Am 12. Mai, an dem Tage, der sich heute zum fünfzehnten Male jähre, hatte sie diese Zeichen da hineingeschrieben und diese Uhr ihrem Verlobten geschenkt und dabei gesagt:
„Sie kann uns gute, sie kann uns traurige Stunden anzeigen, aber keine, in der unsere Treue gewankt hätte.“
So vermessene Behauptungen wagt die Jugend aufzustellen, solche Schwüre schwört die kindische Liebe, die kaum erwacht, auch schon die Kraft in sich fühlt, ewig zu leben. Torheit ohnegleichen!

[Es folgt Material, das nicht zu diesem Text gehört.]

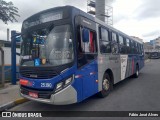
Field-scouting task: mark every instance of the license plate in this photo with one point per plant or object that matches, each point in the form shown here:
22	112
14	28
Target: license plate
32	94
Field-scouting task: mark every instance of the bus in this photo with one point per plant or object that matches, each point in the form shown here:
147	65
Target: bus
68	55
154	55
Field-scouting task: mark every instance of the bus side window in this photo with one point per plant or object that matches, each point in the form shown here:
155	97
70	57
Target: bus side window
87	49
114	43
121	45
128	46
104	41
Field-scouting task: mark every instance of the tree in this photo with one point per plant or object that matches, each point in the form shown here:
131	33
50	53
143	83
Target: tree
8	12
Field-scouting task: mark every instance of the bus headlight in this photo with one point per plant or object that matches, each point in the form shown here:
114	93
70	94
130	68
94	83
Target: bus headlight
59	86
63	84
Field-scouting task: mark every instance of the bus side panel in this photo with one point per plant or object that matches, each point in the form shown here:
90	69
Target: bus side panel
85	80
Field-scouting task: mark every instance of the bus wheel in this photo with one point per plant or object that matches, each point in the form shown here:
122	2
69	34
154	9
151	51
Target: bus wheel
106	86
136	75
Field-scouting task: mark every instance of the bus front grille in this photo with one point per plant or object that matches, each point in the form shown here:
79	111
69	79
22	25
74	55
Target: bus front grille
45	94
37	73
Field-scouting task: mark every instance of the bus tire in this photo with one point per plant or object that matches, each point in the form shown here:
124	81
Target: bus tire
106	86
136	75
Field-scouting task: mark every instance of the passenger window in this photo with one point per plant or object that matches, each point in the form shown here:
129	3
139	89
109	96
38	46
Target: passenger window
121	40
121	45
87	45
104	41
114	44
127	42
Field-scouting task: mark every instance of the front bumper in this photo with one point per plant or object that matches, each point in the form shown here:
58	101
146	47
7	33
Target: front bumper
66	96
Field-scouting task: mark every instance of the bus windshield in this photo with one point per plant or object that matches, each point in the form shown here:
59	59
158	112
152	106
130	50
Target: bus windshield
46	47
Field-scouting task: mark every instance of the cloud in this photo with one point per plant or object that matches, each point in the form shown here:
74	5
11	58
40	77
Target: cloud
148	9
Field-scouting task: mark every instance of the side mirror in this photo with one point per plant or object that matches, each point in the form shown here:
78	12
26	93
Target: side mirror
85	35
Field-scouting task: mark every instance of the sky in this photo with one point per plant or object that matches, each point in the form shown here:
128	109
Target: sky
140	18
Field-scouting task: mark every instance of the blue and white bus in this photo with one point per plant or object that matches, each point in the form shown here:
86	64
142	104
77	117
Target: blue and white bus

Ebensogut könnte die Rose schwören, daß sie niemals welken wird, denkt Lotti, und halb erloschene Erinnerungen tauchen in ihrer Seele auf. Bleiche Schatten ringen sich los aus der Nacht der Vergessenheit und gewinnen allmählich Farbe und Gestalt. Sie ziehen langsam vorüber, mächtig genug, um noch eine leise Wehmut, nicht mehr mächtig, einen Schmerz zu erwecken. Sie gleichen dem Gedanken an einen dunklen, peinvollen Traum, aus dem der Schläfer zum Licht und zum Frieden erwacht. –
(Lotti, die Uhrmacherin – Erzählung von Marie von Ebner-Eschenbach).